12 Dicembre 2007 · Arte & Fotografia, Eventi a Venezia

artempo-atelier_fortuny_int_1sized.jpgDal 15 dicembre 2007
Dopo  Artempo – esperienza estetica lungo secoli di sperimentazione e galleria delle meraviglie nel segno di Fortuny -  la casa atelier di Mariano riapre, dal 15 dicembre. Riapre in tutti gli spazi, e definitivamente, come luogo ricco di stimoli, in cui  si palesano stratificazioni esistenziali ed antropologiche, visuali e plastiche, tecniche e artistiche.
Museo di Mariano e del suo fare inesauribile,  è insieme  spazio “pieno”- come nell’affascinante salone al primo piano nobile, con la raccolta dei dipinti, i preziosi tessuti che rivestono interamente le pareti, le celebri lampade -  ma anche spazio in cui il “vuoto” si fa racconto: al secondo piano muri e finestre, luci e volumi parlano della storia del palazzo e dell’attività dell’atelier.
Spazio libero ma  fortemente connotato è infine quello del piano terra, che ospita  installazioni  site specific  ma può aprirsi anche a laboratori e attività, oltre  a qualificarsi come articolata area d’accoglienza.
gelatine-lux.jpgQuesto nuovo corso del museo inizia subito. Aperto e visitabile complessivamente su tre piani, prevede anche , alla riapertura, l’inaugurazione di due mostre, in cui artisti contemporanei si confrontano con lo spazio e con l’eredità di Fortuny .   

Maria Grazia Rosin
GELATINE LUX
15 dicembre 2007/17 febbraio 2008 (piano terra)

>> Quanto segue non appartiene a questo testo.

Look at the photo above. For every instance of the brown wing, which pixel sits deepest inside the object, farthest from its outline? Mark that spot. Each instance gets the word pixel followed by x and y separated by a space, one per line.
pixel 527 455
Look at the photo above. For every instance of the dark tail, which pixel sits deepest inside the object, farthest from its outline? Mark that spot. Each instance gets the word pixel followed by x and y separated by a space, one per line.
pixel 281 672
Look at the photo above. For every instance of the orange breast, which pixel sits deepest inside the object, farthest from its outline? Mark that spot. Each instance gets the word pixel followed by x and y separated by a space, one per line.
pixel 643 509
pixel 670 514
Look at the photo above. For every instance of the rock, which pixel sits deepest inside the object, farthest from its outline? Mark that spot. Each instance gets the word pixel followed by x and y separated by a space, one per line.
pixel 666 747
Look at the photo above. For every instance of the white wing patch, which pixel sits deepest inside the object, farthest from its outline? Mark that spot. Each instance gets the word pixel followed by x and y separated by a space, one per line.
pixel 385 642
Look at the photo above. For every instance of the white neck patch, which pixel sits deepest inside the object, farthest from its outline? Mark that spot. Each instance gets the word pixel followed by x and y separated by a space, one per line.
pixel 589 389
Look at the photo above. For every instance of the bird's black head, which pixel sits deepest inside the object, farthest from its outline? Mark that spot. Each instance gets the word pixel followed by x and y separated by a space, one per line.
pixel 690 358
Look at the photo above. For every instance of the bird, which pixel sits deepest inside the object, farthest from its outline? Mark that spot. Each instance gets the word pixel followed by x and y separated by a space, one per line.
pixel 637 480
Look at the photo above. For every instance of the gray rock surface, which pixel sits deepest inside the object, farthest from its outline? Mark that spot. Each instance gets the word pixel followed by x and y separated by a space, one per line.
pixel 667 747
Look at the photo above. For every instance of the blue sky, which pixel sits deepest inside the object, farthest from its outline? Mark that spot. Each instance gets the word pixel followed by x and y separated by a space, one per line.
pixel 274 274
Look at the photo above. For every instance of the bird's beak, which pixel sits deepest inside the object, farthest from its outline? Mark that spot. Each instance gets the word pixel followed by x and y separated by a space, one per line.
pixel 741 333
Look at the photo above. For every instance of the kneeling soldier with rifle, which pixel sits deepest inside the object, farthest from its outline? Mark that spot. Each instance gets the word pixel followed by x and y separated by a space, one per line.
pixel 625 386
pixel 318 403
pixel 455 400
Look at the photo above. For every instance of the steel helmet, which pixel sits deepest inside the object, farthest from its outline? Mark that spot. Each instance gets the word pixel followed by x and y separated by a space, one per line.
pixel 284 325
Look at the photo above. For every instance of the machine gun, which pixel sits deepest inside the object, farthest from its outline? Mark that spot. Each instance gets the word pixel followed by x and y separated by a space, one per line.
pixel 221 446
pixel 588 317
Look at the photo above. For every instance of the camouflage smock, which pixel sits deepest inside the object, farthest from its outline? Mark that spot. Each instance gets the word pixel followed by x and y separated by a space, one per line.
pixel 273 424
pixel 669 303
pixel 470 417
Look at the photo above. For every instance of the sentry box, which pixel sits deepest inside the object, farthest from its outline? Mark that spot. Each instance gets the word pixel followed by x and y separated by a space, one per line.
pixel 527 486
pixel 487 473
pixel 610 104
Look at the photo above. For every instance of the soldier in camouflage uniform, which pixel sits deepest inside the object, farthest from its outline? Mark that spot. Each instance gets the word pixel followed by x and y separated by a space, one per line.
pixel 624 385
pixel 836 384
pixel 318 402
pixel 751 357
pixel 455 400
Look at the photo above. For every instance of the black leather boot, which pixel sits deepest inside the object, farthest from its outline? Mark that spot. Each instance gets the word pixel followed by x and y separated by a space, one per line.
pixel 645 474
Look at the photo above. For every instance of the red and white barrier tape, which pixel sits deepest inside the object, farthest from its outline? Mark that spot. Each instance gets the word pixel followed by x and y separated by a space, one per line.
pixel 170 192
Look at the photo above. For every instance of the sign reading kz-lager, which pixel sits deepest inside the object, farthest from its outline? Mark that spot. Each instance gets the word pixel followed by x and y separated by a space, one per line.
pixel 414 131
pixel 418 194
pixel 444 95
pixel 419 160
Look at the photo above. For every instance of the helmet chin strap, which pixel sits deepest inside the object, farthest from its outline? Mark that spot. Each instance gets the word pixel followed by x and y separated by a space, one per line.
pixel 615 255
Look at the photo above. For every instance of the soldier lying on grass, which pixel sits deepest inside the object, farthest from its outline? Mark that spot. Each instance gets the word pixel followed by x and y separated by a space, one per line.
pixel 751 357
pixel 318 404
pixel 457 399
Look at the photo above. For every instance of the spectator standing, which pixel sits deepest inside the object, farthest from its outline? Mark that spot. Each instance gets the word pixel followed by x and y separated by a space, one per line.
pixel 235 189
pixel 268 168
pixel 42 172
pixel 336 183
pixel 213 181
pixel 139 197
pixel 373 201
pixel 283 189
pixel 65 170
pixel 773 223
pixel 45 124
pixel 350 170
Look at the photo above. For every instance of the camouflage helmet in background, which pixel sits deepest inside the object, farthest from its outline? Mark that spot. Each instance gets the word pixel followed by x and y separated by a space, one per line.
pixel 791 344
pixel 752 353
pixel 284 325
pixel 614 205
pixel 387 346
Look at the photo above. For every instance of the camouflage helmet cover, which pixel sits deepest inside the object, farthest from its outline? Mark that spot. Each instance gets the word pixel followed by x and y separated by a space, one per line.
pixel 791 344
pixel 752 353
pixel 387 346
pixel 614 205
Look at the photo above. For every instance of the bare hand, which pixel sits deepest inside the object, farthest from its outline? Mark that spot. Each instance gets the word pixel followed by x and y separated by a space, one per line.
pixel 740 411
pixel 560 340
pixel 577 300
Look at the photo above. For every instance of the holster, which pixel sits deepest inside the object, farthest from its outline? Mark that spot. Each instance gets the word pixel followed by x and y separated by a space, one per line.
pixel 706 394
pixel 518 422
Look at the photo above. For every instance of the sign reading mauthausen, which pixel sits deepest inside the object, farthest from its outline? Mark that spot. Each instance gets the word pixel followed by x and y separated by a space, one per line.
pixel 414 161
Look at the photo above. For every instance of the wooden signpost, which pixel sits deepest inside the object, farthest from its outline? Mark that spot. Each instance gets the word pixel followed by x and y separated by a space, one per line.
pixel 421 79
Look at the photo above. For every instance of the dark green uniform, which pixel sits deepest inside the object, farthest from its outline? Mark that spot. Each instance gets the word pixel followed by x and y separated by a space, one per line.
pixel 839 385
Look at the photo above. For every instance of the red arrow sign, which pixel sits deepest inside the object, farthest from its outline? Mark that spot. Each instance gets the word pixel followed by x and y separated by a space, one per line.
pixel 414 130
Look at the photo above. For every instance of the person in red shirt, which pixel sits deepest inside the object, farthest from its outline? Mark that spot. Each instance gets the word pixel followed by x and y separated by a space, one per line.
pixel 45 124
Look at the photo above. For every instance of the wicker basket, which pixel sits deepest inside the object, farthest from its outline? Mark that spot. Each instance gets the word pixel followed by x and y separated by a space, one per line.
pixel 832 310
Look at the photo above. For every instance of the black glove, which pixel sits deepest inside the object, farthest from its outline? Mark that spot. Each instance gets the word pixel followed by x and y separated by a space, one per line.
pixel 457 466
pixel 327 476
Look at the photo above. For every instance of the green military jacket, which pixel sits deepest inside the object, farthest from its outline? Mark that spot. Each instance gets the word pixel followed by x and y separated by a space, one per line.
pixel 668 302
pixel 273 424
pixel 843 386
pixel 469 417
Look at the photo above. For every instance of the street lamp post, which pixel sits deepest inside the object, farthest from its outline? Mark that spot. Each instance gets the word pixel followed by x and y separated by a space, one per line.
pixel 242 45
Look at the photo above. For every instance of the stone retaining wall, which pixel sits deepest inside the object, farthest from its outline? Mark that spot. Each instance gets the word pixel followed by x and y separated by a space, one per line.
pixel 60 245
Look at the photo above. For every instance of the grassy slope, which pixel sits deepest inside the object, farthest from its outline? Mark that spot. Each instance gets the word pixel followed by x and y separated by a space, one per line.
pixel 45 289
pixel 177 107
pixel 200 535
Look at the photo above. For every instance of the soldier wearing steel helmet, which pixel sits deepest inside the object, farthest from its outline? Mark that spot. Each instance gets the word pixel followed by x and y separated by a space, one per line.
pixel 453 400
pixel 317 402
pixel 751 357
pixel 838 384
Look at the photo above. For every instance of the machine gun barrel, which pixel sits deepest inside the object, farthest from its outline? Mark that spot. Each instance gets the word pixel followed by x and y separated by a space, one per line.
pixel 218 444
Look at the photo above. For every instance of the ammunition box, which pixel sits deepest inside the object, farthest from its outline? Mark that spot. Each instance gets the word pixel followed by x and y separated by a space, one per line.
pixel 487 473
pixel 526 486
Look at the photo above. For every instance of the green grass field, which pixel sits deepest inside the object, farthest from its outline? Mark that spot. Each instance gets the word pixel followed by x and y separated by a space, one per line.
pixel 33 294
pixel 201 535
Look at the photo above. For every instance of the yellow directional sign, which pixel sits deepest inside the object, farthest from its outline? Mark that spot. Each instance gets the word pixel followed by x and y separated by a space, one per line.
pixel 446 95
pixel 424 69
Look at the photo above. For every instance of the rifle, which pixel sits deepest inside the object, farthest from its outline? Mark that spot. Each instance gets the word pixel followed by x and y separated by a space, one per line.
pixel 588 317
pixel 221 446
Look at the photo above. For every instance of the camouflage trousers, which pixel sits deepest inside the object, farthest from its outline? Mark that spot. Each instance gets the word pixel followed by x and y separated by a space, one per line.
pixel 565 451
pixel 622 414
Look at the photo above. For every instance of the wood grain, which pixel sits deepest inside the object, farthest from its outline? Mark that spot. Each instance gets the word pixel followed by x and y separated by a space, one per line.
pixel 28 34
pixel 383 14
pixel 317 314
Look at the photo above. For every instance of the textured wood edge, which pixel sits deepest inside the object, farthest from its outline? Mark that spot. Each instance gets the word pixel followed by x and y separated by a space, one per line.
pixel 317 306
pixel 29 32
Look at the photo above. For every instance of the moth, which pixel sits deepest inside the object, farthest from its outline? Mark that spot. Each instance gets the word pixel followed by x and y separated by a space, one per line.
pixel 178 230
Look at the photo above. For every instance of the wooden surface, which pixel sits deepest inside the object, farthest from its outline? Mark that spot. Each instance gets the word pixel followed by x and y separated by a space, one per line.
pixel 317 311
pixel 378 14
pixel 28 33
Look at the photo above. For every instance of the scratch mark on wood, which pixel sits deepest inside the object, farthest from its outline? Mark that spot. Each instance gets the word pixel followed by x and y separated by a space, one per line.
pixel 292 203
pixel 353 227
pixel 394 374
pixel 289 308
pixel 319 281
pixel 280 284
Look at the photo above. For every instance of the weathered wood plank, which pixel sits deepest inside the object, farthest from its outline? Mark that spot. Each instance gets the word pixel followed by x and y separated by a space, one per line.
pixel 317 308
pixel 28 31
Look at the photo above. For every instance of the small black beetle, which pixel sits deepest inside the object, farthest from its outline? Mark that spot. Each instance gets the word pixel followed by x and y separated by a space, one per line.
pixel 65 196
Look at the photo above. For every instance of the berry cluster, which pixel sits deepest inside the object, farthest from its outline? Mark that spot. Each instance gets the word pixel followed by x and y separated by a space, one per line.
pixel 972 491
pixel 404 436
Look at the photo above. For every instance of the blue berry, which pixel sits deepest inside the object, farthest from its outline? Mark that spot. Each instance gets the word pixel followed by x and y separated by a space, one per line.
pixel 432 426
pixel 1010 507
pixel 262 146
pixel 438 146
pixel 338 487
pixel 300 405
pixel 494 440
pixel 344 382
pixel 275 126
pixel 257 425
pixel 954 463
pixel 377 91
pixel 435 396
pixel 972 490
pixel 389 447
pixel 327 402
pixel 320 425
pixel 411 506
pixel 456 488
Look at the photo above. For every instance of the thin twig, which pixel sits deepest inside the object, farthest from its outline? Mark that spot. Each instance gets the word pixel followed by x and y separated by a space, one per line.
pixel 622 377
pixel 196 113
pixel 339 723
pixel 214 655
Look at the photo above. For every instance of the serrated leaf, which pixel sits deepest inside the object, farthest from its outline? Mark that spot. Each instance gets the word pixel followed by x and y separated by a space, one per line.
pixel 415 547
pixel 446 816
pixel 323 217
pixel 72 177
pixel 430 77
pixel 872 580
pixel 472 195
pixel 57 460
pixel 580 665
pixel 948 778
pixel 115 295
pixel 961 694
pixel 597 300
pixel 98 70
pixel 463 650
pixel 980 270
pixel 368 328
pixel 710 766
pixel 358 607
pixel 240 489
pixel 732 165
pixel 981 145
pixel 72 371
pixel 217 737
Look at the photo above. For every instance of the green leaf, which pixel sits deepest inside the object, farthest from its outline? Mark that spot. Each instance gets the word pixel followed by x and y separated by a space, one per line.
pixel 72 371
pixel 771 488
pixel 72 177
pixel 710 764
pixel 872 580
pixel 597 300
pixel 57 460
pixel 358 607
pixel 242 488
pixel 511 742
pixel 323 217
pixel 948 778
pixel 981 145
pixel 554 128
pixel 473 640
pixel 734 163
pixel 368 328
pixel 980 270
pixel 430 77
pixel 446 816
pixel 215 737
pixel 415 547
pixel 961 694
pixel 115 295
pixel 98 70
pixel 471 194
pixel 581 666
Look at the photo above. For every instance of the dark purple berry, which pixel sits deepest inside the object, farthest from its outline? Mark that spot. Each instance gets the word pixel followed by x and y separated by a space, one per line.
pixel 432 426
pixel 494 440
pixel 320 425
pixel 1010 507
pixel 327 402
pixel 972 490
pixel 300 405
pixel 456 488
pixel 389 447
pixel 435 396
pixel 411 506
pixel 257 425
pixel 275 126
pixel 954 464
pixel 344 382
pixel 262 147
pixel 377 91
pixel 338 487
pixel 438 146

Trenta opere site specific realizzate in vetro soffiato dai maestri muranesi e un sistema fluttuante di suoni, in una grande installazione legata ai temi della luce e dell’acqua, che  riprende e sottolinea la vocazione del luogo alla sperimentazione eclettica, alla perfezione nelle tecniche, all’eccellenza estetica, allo studio sugli effetti luminosi. Sospese e luminescenti, esse si integrano con materiali sintetici, siliconi, luce, LED, fibre ottiche e suoni. 

bottomley-euclid-pendent.jpgTECH-TILE
Stephen Bottomley - Gioielli
15 dicembre 2007/ 6 gennaio 2008 (primo piano)

Argento e acrilico, acciaio o argento e smalto, ancora argento e cotone o titanio sono i materiali  scelti da Bottomley per vere e proprie sculture da collo, ciondoli  e bracciali.  Con una ventina  di straordinarie creazioni, la mostra esplora le potenzialità del connubio tra progettazione digitale al computer e  abilità tecnica artigianale, riferendosi esplicitamente non solo al “linguaggio visuale di fantasie e ornamenti” di Fortuny, ma anche alla sua inesauribile attitudine alla sperimentazione, alla contaminazione di metodi e approcci             tradizionali e innovativi .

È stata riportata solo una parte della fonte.